To the small band of fans who make a winter pilgrimage out of the League. To the Dubs who never cease to wonder that people actually willingly live outside the capital and book a hotel or BB in Tralee or Castlebar or Omagh just to experience what that must feel like.

They always have a good night and wouldn’t swap the League for anything.

They know what all True League fans know: the All-Ireland championship is just for dilettantes and shapers.

To the way the big stars will stand on the field for anything up to half an hour on the field signing jerseys.

Military speed

To the military speed with which the crowd vanishes after League games in Aughrim or Tullamore, the stadium empty in five minutes flat.

To the noble and lonely sight of a losing manager after a League game, carrying his own gear bag as he exits the dressing room (and sometimes even turning off the lights) and trying to convince the awaiting press men that losing three matches on the trot signifies nothing.

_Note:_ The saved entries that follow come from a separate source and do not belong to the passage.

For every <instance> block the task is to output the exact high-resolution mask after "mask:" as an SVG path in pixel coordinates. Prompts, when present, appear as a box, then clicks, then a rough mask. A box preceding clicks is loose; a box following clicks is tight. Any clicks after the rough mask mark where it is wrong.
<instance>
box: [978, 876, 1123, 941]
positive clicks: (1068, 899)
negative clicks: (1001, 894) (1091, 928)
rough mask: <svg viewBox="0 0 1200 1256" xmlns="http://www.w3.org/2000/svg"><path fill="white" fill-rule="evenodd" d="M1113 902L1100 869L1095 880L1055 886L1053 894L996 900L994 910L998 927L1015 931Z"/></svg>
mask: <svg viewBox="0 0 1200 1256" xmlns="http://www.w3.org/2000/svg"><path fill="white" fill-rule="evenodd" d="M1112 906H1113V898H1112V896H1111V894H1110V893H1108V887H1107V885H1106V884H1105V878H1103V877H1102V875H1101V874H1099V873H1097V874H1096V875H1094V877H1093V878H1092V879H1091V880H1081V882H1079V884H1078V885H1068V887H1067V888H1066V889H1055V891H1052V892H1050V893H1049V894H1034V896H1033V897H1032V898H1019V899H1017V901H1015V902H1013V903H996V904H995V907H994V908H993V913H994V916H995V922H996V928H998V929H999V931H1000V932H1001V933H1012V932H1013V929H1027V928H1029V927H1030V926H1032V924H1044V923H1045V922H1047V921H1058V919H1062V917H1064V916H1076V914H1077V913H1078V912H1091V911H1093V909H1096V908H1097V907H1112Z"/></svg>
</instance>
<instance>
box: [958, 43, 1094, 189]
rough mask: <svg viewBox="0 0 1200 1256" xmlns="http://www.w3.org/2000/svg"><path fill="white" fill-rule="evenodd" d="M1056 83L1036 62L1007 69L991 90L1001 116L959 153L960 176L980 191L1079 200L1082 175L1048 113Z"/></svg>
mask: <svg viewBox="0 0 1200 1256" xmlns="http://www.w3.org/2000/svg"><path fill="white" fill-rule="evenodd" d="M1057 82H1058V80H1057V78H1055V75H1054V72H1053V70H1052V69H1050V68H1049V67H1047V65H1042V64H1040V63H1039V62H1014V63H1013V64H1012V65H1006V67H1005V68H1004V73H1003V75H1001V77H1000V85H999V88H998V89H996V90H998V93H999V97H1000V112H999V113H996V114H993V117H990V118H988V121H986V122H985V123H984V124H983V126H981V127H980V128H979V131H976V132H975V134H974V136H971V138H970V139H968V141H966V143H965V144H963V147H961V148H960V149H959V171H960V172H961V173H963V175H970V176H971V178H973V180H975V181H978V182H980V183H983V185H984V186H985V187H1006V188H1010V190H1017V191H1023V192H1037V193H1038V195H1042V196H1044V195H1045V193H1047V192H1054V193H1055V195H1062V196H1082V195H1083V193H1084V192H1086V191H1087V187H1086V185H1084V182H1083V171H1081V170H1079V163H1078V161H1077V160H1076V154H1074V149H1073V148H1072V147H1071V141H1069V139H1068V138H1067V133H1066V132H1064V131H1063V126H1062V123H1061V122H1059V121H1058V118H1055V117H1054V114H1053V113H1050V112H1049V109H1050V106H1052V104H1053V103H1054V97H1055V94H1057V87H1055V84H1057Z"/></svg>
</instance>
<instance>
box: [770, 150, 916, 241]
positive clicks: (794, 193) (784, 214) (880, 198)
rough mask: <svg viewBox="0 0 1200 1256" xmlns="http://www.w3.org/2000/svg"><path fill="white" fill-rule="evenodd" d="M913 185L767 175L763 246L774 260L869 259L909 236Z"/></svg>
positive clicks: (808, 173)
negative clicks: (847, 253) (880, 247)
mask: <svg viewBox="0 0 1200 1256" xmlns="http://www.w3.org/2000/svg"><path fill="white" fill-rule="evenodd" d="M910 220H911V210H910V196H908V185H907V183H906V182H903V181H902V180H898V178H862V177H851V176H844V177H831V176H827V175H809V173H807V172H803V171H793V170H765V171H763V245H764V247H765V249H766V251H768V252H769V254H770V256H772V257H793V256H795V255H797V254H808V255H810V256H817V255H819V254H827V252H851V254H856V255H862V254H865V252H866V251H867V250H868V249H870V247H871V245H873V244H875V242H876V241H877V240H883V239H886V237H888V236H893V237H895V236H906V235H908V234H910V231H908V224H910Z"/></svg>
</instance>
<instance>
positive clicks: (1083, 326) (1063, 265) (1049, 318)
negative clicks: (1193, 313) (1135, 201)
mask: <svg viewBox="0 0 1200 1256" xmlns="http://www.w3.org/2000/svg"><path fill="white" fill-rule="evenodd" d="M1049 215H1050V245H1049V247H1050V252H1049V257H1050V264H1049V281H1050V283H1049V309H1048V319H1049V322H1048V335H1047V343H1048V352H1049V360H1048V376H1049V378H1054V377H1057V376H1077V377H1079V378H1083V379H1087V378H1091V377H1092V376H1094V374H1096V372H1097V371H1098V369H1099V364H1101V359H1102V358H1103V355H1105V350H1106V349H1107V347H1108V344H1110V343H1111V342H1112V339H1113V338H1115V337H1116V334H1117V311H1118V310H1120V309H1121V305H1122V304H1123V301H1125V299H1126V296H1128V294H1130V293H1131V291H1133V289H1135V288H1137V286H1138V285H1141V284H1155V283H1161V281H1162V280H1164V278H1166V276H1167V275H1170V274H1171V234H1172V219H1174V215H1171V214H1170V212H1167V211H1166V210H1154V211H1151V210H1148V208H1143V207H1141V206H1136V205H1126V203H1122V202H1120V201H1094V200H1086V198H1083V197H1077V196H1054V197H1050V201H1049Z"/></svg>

To the groundsman and the way he will appear at the door of the press box when his stomach is rumbling tea-time and jingle his keys suggestively before asking the questions which for decades have announced last orders in GAA press boxes across Ireland: “Have ye no homes to go to?” “Will ye be long, lads?” “Is it a book ye’re writing?”

To the ghostly magnificence of storied GAA stadiums – Semple Stadium or the Gaelic Grounds or Clones or Nowlan Park – when they are empty and it is too dark to see the pitch and it becomes easy to imagine the many great players who have thrilled thousands of people, right there.

To the mathematics which come into play towards the end of the League, when promotion and relegation is all that anyone cares about.

To the Hidden Signs: the first inkling your team might do something special this year. League games are choc-a-bloc with hidden signs.

To the crushing disappointment (something close to shame) t all relegated teams and supporters experience. And to the brief elation of “promotion”.

To Division Four, the most neglected division in all of world sport.

To the impatience that governs the League final, when all counties are already training for the championship and the two teams in the final feel slightly guilty about being there, as if doing something they shouldn’t be doing or the unwitting victims of a national hoax.

And so to their declarations that the League doesn’t matter: “It’s only the League”. “Nobody remembers who won the League”. “It’s nice to win the League but you wouldn’t be getting carried away.”

To the League, which everyone loves more than they let on.